Antonia sigue la dirección del error (la bisectriz entre su cuerpo y el de Jon) hasta el mueble que está justo a su espalda.

El bargueño.

Si hay un elemento que caracterice a las clases pudientes de Madrid —o a los que pretendían aparentar serlo— de los últimos cuatro siglos, ése es el bargueño. Un mueble de madera, repleto de cajones, y apoyado sobre cuatro patas independientes. Su propósito original era el de almacenar legajos, archivos y toda clase de papeles que documentaban la hacienda de la familia. Se fabricaban en materiales nobles. Ébano, caoba, limoncillo. Engastados en carey, en hueso, en marfil. Los más antiguos pueden alcanzar cifras millonarias en las subastas, para desgracia de los sobrinos que heredan. Ignorantes, tiran a la basura «aquel espanto» para poner en su lugar una práctica estantería de Ikea, serie Kallax, 69 euros, puertas aparte.

Antonia no tiene ni idea si el bargueño es original del XVII o una réplica barata, propia de los trepas de principios del XX. Ni tiene ojo para reconocer la diferencia, ni le importa gran cosa.

Lo que a ella le interesa es el propósito oculto del bargueño. Uno que se ha perdido en la era en la que el dinero se almacena en pequeños bits de información, pero que era relevante cuando se acuñaba en piezas de metales preciosos.

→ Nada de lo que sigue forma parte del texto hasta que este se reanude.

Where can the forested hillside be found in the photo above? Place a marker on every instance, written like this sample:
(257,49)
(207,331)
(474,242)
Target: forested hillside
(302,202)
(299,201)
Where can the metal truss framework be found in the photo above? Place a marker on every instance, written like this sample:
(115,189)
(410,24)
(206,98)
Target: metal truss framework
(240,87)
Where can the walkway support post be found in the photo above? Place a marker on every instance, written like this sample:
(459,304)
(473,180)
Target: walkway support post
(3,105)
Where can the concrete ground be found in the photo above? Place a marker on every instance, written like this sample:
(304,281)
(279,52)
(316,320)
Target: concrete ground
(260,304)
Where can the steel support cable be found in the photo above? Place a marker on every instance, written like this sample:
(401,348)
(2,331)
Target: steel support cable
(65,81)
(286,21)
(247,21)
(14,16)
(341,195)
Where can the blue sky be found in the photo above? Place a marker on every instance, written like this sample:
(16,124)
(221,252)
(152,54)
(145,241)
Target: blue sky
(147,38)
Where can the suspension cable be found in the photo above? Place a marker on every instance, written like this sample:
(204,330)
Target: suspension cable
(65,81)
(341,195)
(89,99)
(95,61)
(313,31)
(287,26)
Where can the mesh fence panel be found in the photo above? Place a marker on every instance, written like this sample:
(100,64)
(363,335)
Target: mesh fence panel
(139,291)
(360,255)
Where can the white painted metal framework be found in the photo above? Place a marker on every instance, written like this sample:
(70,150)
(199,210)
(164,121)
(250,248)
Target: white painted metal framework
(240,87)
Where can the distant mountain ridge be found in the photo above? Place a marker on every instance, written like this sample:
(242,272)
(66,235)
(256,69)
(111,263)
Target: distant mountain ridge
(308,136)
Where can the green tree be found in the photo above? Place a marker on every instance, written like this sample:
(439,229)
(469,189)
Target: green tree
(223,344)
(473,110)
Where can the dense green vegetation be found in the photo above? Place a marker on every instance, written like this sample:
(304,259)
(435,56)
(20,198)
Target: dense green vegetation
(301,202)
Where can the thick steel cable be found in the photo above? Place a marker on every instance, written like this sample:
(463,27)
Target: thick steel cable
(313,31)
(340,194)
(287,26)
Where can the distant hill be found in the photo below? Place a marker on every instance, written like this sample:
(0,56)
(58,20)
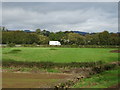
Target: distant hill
(82,33)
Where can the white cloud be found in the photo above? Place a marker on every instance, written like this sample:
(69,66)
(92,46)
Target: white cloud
(91,19)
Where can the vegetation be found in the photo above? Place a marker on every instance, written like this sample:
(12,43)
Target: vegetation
(59,55)
(104,80)
(66,38)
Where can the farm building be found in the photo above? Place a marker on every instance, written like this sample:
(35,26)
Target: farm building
(54,43)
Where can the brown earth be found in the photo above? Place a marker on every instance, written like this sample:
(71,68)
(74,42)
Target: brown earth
(115,51)
(32,80)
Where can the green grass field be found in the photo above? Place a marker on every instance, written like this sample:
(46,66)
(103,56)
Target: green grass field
(103,80)
(61,55)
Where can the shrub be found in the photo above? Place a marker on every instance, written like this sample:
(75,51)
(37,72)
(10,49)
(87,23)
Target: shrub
(11,44)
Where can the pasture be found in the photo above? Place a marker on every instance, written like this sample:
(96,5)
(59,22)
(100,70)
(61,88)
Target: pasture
(23,66)
(60,55)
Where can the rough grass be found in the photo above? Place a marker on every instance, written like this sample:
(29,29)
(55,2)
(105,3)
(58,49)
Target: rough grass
(31,80)
(61,55)
(103,80)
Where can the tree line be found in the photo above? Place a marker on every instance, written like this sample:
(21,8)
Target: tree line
(42,37)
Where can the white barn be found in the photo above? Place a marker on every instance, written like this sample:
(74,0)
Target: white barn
(54,43)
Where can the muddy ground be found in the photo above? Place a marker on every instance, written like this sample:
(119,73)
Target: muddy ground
(32,80)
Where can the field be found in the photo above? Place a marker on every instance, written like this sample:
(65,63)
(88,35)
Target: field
(103,80)
(22,67)
(61,55)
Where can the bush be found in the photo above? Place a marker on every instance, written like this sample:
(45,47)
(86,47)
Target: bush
(11,44)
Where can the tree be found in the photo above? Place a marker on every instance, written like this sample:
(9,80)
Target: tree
(38,31)
(104,38)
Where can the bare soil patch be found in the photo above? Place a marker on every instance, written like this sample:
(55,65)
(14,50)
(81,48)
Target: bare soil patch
(115,51)
(32,80)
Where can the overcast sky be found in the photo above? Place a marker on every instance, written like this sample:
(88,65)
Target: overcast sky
(61,16)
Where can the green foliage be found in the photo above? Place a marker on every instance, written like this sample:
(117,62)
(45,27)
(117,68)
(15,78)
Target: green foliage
(62,55)
(66,38)
(11,44)
(104,80)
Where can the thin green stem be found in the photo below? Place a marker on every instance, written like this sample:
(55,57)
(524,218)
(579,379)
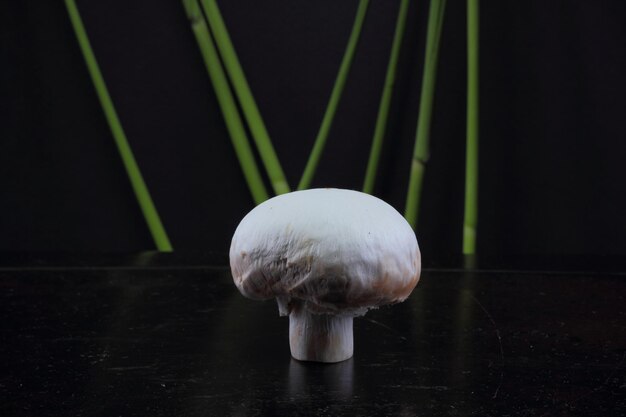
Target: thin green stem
(226,101)
(331,109)
(422,136)
(132,169)
(471,152)
(246,99)
(385,100)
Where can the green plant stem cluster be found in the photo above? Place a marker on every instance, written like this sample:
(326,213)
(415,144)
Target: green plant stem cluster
(140,189)
(422,136)
(471,151)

Comienza a sacar los cajones del mueble, uno a uno, y a depositarlos en el suelo. Ignora su contenido: viejos sobres de cerillas, pequeños álbumes de fotos, una colección de postales. Una carpeta con la declaración de la renta de 1998.

—Oiga, ¡¿qué hace?! —dice la señora, alzando la voz.

Demasiado tarde. Antonia encuentra lo que buscaba al sacar el cajón inferior de la derecha. Los laterales del interior del mueble parecen, desde fuera, tener la misma profundidad. Pero una inspección cuidadosa revela que es unos centímetros más corta en el lado izquierdo.

Antonia introduce los dedos en ese espacio, y palpa una protuberancia, hecha de cuerda. Al tirar de ella, se desliza hacia fuera un cajón de unos cuatro centímetros de fondo por veinte de largo. Un espacio ideal para guardar en él cosas valiosas. Un saco de monedas de oro, un fajo de billetes…

Un móvil con funda de Hello Kitty.

Antonia sostiene el teléfono en alto. Un Samsung Galaxy, modelo de hace varios años. No hay demasiadas dudas de a quién pertenece.

Ha sido cuidadosamente limpiado con un paño, pero aun así aún tiene una mancha cobriza y reseca en el botón frontal.